Several participants of the JewishGen forum were quick to defend the use of the Nazi census for family tree research. Perhaps the most succinct rejoinder came from Julia Bonem of New York: “Are you suggesting that we should not use a valuable piece of information that is out there because it was used to destroy the German Jewish population? I for one have frequently used the Nazi deportation lists, among many other sources, as a way of tracking what happened to my family in Germany in the 1930s.
“It is simply wild to think that we should only use ‘untainted’ sources for our research. One of the ironies of the Nazi era is that these murderers kept meticulous records on their victims. I will take every available research item to reconstruct the generation they wiped out.”
This exchange and many others are delivered daily to my desktop computer via the Jewishgen discussion group. Even when I am facing a tight journalistic deadline, I usually cannot resist a glance at the contents list at the top of each JewishGen transmission. Occasionally the questions of other researchers seem picayune, as though they are too lazy to write a genuine letter or flip through an encyclopedia for themselves.
However, whether the talk is of Jewish cemeteries in remote lands or the brief residency of Leon Trotsky in the Bronx, the diversity of issues raised parallels the breadth of Jewish history down the ages. Jewishgen increases our awareness of how the personal histories of a multitude of people and individual families can meld into the collective history of a people. As a forum for sharing techniques and information, Jewishgen can help participants learn about almost any aspect of family tree research, or help them find missing branches.
One correspondent recently cited what he described as the Murphy’s Law of Genealogy No. 10: “The relative who had all the family photographs gave them all to her daughter who has no interest in genealogy and no inclination to share.”
Another wanted a modern translation of the Hebrew expression, “Nin v’neched,” a phrase translated from the Bible as “kith and kin” which sometimes pops up in 19th-century documents. The answer: while the word “neched” when used alone means specifically “grandson,” the phrase “nin v’neched” means “descendant.”
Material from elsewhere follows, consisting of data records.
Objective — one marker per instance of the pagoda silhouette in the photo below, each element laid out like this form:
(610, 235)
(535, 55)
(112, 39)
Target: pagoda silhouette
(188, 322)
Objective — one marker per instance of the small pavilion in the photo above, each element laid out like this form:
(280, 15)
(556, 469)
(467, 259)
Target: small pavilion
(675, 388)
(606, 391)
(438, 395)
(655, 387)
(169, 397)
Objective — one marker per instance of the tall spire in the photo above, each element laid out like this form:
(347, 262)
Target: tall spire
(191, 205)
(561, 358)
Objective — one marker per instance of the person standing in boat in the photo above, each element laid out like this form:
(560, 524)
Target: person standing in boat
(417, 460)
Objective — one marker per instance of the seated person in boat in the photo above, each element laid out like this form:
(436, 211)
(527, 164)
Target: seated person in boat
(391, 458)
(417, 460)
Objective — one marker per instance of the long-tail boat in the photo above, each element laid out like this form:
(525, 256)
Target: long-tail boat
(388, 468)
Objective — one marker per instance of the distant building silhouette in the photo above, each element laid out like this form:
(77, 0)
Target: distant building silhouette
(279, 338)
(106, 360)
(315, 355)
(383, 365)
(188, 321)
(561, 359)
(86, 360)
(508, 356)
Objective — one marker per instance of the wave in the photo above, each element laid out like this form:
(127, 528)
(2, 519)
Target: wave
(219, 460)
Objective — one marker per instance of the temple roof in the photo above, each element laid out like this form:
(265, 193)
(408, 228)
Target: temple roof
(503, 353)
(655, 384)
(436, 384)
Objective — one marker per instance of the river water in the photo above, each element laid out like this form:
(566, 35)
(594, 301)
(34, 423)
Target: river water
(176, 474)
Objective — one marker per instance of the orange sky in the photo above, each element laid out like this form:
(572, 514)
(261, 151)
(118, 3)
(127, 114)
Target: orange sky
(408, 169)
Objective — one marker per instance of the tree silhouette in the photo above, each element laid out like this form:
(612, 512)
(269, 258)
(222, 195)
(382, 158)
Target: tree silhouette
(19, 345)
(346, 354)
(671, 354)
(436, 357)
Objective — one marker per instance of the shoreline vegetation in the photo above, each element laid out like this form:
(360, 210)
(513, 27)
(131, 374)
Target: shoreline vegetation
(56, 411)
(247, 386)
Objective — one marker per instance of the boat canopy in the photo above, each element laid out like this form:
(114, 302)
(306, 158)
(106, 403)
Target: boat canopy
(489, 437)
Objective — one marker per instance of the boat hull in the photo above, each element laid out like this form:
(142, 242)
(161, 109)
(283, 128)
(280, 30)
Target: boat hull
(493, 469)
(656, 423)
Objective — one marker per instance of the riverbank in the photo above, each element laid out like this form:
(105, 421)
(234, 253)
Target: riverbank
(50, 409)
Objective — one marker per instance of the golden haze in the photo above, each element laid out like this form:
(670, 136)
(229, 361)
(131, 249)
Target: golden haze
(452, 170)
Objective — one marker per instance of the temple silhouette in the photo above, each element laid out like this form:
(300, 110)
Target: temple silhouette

Yet another correspondent wondered about the significance of theh three little circles that sometimes appear beside the father’s signature on old birth certificates. According to one respondent, the tiny circles indicated illiteracy: circles were used instead of the crosses that were used in Christian records. The three circles, another respondent added, “(are) alleged to be the source of the American derogatory name for Jews — kike. Kikel in Yiddish means “circle” and it is claimed that immigration officials coined the term to describe Jewish immigrants.”